L’auteur jouit de son succès, menant une existence familiale douce et paisible, occupé par la composition d’une série d’ouvrages dont le plus célèbre est La Religion de l’Avenir. Cette religion serait un monisme spiritualiste : le monde étant la manifestation immanente du premier principe. Elle s’efforce de faire la synthèse des religions de l’Inde et du judéo-christianisme. Edouard de Hartmann mourut à Berlin en 1906.

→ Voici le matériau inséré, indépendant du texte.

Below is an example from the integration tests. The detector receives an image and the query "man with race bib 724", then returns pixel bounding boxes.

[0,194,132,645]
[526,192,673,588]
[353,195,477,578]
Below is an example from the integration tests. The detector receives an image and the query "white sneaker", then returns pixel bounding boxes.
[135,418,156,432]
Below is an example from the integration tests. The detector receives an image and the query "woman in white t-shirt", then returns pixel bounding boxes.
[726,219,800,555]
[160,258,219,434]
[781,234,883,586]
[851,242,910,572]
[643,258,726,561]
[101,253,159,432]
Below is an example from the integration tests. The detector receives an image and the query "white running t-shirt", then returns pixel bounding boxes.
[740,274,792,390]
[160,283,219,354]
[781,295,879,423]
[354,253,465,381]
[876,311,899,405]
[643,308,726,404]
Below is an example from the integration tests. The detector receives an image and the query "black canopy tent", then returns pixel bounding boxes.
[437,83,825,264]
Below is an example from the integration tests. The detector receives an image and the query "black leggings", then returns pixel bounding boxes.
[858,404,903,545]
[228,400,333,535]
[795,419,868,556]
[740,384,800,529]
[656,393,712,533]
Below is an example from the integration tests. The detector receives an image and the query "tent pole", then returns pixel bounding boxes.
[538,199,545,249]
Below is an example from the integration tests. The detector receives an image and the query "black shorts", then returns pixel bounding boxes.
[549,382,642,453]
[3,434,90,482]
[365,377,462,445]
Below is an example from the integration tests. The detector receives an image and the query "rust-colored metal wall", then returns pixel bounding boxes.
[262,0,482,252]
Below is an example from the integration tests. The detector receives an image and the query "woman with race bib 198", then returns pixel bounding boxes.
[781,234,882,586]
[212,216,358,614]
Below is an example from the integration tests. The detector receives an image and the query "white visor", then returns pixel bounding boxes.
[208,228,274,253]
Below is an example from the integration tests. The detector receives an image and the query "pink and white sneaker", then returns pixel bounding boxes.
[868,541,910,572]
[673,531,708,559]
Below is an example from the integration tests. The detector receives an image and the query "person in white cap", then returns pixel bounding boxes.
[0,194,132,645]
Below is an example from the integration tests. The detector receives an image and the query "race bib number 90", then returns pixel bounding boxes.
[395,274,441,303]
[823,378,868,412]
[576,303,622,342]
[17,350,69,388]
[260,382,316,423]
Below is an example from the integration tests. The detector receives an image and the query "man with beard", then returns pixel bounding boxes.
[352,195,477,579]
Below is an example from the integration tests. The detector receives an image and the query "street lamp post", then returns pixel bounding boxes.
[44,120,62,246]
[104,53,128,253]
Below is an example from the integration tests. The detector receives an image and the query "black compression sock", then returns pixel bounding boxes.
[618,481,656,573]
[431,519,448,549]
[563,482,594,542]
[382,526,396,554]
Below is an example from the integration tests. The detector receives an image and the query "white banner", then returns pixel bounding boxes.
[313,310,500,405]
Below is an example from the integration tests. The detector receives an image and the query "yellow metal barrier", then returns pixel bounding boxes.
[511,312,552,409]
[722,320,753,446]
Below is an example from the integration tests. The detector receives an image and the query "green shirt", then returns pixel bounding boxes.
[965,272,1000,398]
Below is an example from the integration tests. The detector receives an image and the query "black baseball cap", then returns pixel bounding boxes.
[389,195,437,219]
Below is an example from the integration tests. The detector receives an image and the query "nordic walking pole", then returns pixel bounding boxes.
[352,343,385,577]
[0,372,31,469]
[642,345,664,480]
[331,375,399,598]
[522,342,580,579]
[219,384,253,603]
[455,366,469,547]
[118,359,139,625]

L’Inconscient de Hartmann n’est qu’une transposition de la Volonté aveugle de Schopenhauer, corrigée par l’infaillibilité logique que Hegel accorde à l’idée. Tout en s’inspirant incessamment de Schopenhauer, il le prend fréquemment à partie, par exemple, sur la doctrine du caractère négatif de la jouissance. Il s’attache surtout à montrer comment se développe le pessimisme dans l’humanité. Premier stade : Le bonheur est conçu comme un bien qui peut être atteint dans l'état présent du monde ; et l’homme expérimente que cette félicité est illusion et néant. — Second stade : Le bonheur est conçu comme réalisable pour l’individu, dans une vie transcendante après la mort ; la philosophie démontre que l’espérance d’une immortalité individuelle est trompeuse. — Troisième stade : Le bonheur est conçu comme réalisable dans l’avenir du processus du monde ; mais la science découvre que la souffrance n’a fait que croître dans l’univers depuis la cellule primitive jusqu'à l’app ; irition de l’homme. Elle suivra le développement progressif de l’esprit humain, jusqu'à ce que le but suprême soit atteint.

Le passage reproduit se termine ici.